Proprio in questi giorni, mentre la gente inizia ad andare in ferie,
il parlamento ed il senato si apprestano a far passare il decreto salva banche Venete.

Se questo decreto non passa, e le banche venete vengono lasciate fallire, si dice avrà una reazione a catena
disastrosa su tutto il sistema bancario Italiano….

Il 23 giugno la Vigilanza ha dichiarato la Popolare di Vicenza e Veneto Banca a rischio dissesto.

Da qui scatta l’operazione SALVATAGGIO di Stato.

L’incarico di salvare i due istituti di credito si concretizza in Intesa San paolo con un finanziamento a tassi di mercato alle due venete appunto.
E da chi è garantito questo finanziamento? Ma dallo stato ovviamente….

In pratica con i soldi di questo finanziamento le due Venete dovrebbero sostenere tutta una serie di spese atte al recupero dei crediti concessi e mai rientrati,
i cosi detti crediti deteriorati.
Con questi soldi pagheranno quindi stipendi e soprattutto consulenze legali per recuperare appunto i 17,8 miliardi (diciassette miliardi e ottocento milioni !) di crediti deteriorati che al momento mancano all’appello e che hanno appunto messo in crisi le banche venete.
Anno dopo anno, tramite i ricavi, le due venete dovrebbero rimborsare Intesa San Paolo del prestito più ovviamente gli interessi.
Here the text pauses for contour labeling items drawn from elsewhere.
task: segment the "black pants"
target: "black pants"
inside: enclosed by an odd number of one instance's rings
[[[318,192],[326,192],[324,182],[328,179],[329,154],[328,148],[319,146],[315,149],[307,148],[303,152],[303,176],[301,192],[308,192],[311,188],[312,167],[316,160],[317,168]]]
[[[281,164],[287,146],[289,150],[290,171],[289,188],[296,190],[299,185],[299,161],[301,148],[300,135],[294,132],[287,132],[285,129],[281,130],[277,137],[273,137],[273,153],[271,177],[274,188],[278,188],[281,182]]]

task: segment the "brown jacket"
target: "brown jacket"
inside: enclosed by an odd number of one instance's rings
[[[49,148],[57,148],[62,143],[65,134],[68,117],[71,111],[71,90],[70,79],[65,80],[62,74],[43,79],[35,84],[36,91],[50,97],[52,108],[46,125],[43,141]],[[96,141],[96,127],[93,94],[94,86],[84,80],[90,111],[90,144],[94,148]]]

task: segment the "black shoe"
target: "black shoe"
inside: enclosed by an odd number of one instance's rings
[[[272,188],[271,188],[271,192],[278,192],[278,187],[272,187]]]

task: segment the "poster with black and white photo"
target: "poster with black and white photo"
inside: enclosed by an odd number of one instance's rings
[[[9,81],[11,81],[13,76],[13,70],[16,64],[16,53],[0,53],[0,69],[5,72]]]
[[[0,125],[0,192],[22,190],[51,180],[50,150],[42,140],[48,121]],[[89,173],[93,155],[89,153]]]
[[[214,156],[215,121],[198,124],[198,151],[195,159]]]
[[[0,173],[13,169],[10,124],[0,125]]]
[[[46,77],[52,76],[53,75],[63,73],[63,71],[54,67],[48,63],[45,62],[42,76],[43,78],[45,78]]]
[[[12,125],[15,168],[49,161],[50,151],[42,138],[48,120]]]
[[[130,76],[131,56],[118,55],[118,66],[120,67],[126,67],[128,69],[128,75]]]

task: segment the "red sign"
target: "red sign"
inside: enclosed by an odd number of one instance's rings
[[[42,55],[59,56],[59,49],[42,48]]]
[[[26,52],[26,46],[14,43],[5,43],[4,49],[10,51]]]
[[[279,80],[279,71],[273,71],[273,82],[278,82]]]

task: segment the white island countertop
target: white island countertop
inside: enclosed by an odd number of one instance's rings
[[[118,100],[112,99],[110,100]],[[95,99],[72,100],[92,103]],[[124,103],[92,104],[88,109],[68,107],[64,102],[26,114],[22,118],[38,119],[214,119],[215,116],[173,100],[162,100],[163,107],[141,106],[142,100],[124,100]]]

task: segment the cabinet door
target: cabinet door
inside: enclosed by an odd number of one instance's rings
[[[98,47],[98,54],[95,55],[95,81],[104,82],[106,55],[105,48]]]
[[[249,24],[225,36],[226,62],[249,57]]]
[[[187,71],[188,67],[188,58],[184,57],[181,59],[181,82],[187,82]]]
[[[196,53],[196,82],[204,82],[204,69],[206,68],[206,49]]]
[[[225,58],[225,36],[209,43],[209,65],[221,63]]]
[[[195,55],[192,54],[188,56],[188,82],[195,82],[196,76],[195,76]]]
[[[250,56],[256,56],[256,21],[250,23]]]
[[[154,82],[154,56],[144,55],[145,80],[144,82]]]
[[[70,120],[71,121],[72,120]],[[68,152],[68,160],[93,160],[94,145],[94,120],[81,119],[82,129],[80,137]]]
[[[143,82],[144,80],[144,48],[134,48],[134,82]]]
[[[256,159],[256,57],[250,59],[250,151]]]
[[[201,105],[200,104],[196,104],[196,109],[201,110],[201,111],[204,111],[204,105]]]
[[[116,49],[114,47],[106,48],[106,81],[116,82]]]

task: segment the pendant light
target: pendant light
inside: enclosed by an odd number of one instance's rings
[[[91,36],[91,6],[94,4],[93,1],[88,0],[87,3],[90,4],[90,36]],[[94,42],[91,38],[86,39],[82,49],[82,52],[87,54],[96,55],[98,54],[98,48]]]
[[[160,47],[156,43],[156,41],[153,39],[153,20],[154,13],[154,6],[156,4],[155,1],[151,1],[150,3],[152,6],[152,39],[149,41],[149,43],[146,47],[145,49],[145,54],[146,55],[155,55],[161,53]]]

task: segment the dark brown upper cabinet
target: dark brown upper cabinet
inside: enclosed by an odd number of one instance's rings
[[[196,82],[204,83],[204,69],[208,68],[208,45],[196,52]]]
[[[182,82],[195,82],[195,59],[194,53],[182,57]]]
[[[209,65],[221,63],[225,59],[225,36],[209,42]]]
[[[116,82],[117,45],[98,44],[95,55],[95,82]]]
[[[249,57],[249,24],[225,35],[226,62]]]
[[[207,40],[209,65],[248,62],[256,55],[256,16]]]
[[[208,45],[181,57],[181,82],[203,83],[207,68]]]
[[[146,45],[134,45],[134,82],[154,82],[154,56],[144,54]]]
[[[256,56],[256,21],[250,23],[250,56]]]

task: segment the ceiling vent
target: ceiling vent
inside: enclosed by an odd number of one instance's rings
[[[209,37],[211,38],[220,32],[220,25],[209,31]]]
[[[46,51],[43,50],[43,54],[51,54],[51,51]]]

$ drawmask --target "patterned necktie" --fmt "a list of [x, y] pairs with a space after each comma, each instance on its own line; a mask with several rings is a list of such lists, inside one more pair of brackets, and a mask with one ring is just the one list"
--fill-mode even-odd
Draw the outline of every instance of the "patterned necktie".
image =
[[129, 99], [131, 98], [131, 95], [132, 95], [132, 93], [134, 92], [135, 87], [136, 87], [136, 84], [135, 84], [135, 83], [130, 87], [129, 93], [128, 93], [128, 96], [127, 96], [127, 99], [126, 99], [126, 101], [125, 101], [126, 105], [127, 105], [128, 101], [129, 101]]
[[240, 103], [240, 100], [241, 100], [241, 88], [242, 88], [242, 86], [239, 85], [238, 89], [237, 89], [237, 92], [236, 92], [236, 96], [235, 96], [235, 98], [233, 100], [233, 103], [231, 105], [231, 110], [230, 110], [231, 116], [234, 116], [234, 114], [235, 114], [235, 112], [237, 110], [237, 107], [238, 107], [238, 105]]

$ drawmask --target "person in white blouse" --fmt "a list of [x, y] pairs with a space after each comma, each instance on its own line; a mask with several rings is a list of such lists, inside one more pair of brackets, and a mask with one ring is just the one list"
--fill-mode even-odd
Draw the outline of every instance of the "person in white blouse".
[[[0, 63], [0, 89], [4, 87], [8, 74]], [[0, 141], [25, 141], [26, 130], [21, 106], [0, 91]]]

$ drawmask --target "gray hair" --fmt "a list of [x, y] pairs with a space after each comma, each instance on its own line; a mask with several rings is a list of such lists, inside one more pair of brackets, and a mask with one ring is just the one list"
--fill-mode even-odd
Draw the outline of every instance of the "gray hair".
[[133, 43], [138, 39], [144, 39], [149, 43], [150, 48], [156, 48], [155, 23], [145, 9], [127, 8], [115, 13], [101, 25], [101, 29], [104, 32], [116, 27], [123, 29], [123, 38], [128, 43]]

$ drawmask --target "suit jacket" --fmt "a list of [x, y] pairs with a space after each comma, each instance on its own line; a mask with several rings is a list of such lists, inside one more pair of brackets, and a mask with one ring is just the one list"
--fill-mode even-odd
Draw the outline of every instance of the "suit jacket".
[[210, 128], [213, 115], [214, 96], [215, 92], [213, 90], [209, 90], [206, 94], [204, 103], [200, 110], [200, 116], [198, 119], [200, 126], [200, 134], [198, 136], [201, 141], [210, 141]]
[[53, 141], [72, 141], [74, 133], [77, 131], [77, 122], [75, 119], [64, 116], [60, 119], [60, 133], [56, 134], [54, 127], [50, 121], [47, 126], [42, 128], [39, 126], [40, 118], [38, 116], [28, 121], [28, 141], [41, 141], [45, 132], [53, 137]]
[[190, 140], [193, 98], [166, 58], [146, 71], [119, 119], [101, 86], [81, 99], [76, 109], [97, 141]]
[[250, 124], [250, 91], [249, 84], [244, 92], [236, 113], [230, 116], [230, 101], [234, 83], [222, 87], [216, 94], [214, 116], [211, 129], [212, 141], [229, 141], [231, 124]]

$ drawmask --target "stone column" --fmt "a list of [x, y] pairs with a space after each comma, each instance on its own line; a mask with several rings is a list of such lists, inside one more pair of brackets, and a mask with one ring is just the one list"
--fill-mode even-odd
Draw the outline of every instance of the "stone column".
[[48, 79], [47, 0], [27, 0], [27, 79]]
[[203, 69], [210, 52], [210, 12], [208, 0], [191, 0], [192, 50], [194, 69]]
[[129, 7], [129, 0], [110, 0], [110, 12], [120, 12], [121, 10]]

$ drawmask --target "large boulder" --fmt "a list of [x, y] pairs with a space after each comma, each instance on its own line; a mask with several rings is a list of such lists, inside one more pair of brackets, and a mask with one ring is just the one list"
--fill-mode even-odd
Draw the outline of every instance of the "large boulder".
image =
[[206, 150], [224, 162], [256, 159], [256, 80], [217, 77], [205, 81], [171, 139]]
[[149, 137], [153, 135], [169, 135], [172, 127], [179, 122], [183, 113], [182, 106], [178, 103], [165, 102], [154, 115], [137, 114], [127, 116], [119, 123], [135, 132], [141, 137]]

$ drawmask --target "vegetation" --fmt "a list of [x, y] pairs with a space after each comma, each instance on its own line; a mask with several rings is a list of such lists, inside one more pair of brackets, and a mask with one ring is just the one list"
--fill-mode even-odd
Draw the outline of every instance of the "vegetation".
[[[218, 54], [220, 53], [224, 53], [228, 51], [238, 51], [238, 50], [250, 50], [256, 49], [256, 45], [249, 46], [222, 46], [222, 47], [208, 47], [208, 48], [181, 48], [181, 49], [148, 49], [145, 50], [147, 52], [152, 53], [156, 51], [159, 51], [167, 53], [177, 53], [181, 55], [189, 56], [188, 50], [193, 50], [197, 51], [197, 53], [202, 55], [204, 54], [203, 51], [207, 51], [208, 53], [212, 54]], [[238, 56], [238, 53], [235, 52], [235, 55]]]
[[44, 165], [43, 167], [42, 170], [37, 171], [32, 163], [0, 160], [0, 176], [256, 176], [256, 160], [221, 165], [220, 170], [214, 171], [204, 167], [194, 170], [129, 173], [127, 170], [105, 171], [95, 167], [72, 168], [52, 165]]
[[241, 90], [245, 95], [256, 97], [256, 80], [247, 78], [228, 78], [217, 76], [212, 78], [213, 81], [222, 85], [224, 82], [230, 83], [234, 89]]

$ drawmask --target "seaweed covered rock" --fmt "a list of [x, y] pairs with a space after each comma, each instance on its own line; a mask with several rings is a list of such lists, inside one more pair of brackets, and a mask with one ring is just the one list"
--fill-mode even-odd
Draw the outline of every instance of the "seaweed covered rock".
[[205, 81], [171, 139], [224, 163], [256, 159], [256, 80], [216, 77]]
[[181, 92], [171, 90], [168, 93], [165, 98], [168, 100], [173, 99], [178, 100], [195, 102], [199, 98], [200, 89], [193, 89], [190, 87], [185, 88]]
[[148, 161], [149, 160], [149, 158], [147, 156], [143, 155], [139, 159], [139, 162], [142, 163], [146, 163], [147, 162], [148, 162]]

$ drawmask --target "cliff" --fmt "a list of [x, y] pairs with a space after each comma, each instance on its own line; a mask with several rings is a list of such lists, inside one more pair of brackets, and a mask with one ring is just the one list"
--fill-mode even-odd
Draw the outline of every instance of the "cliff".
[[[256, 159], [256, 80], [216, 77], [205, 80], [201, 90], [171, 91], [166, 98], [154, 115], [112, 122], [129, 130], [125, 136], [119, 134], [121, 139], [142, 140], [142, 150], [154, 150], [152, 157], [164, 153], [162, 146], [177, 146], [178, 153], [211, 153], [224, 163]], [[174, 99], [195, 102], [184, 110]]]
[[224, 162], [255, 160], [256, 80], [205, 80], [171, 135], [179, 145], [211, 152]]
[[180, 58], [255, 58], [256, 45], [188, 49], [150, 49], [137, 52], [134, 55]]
Ma se i ricavi saranno insufficienti (probabile) cosa scatta??
LA GARANZIA PUBBLICA
E cosa ci dicono i tecnici…che la sua dimensione non è stimabile.
Tradotto non sanno neanche loro quanto lo stato dovrà sborsare questo giro per salvare le due banche.*

Ma cosa sono questi crediti deteriorati?
Sono soldi prestati dalle banche a persone, società, amici degli amministratori, operazioni finanziarie a rischio e chi più ne ha più ne metta, che
difficilmente saranno recuperabili.

Tutto questo come si ripercuote sull’imprenditoria?
I fallimenti bancari, le garanzie di stato, i crediti irrecuperabili ecc si ripercuotono con la crisi del PRESTITO AI FINI DI IMPRESA oltre che all’indebitamento pubblico.
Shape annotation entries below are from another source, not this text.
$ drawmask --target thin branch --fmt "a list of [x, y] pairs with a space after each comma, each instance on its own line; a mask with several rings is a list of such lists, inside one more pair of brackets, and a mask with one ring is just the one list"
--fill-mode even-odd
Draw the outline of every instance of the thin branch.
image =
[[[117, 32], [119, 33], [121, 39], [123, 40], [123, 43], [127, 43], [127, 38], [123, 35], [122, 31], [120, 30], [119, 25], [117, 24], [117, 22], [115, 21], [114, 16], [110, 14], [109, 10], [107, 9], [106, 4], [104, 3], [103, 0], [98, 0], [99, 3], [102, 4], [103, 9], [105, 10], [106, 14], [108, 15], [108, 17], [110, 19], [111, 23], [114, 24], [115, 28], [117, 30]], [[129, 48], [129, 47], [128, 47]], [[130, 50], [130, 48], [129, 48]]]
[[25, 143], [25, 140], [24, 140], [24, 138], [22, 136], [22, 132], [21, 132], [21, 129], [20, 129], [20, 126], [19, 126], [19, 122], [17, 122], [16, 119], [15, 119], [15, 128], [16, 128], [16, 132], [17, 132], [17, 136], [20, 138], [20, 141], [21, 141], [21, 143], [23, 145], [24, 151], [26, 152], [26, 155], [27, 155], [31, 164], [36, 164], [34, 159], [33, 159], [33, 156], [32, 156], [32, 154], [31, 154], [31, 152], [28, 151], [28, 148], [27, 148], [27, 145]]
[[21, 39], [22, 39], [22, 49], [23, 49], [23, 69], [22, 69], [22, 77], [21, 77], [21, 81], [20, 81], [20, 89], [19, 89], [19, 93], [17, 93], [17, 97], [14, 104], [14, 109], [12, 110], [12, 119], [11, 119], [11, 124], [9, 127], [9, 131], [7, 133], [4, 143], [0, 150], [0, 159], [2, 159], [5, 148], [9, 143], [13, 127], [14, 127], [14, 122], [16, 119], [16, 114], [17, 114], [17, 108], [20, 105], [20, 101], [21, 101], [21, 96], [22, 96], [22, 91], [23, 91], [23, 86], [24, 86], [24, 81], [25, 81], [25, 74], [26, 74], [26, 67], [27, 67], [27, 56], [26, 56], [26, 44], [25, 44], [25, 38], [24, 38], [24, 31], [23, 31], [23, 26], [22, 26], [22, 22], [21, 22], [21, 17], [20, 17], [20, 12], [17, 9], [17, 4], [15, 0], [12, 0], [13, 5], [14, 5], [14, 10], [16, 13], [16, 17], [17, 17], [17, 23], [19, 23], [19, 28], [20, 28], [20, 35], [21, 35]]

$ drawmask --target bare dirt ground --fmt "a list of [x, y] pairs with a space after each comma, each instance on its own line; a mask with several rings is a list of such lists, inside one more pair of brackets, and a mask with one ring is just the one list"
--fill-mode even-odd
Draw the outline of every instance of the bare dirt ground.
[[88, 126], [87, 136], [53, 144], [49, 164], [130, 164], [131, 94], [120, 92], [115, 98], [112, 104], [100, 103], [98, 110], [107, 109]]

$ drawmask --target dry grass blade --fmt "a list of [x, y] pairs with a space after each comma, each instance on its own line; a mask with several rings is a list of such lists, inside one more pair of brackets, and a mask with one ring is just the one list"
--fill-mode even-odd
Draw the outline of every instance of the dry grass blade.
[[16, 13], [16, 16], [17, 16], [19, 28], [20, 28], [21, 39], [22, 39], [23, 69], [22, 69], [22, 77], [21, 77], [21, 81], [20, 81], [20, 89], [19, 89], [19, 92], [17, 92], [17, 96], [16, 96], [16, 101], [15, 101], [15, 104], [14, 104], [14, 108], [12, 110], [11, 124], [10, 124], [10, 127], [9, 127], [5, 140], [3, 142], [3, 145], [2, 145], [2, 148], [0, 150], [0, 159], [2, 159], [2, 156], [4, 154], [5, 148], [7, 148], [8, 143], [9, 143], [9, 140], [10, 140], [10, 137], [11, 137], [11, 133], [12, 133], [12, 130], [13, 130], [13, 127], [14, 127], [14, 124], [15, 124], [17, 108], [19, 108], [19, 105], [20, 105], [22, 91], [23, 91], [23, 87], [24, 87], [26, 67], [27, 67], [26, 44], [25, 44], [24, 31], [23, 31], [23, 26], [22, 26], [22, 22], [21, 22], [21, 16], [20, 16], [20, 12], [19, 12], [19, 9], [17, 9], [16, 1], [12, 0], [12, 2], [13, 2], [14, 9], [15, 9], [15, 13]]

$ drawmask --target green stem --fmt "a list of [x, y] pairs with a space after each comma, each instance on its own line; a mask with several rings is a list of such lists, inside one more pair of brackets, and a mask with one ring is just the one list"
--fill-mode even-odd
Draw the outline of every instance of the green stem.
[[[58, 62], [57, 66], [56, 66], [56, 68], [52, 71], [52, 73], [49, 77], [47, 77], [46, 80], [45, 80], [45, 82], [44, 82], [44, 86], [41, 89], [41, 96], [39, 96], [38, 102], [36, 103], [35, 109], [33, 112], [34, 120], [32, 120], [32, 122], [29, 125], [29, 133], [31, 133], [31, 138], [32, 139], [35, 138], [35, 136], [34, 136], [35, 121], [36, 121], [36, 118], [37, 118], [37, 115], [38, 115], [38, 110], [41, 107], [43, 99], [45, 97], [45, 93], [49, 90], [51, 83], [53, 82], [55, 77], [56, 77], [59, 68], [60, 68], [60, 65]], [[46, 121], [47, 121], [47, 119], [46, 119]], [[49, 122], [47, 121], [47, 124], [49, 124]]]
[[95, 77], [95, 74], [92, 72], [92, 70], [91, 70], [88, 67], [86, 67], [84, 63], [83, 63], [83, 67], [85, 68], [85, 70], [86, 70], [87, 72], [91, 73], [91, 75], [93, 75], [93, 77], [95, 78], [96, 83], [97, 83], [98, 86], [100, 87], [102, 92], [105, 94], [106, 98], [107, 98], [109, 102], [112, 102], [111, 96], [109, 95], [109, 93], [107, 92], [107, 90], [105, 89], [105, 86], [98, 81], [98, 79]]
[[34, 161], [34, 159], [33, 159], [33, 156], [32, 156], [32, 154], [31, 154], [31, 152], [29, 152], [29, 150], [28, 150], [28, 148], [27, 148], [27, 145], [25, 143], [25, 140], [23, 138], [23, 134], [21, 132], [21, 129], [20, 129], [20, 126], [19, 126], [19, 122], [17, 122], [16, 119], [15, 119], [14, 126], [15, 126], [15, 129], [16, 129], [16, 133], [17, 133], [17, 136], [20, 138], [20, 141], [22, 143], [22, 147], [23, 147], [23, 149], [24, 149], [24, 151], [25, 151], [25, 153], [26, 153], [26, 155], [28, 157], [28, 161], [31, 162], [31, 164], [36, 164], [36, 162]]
Nessuno a livello istituzionale si preoccupa però di salvare i tanti imprenditori in difficoltà stretti nella morsa del fisco che anno dopo anno cresce in termini di tassazione.
Gli imprenditori, e a cascata quindi tutti i cittadini, sono i veri penalizzati da questo sistema

Questa brevissima, e in parte superficiale, analisi finanziaria vuole fare da esempio per capire meglio quali sono le dinamiche che ci hanno portato all’attuale situazione e che anche oggi, a distanza di quasi dieci anno dell’inizio della cosi detta “crisi”, si continui ad indebitare uno stato come quello Italiano prossimo al collasso penalizzando la crescita.

Ci sarebbero altri mille punti da analizzare per capire la complessità della cosa ma l’unico consiglio che mi sento di dare è quello di mettersi nell’ottica che lo stato delle cose non cambierà (potrà solo peggiorare probabilmente) e che sempre di più si debbano ricercare nuove forme di imprenditoria che stanno surclassando
quelli che fino ad oggi sono stati considerati i tradizionali modelli imprenditoriali.

Un saluto
Marco

*
Le due Venete ad oggi sono state acquisite di fatto dal Fondo Atlante (che ha già perso 3,5 miliardi per le due banche) tramite le emissioni di miliardi di azioni da parte delle due banche acquisite proprio dal Fondo stesso.
Fondo Atlante è un fondo alternativo di investimento formalmente privato, nato sotto impulso del governo italiano per intervenire nelle crisi bancarie, provocate dalla grossa quantità di crediti deteriorati detenuti dagli istituti, sostenendo la loro ricapitalizzazione e rilevando i crediti in sofferenza (Wikipedia).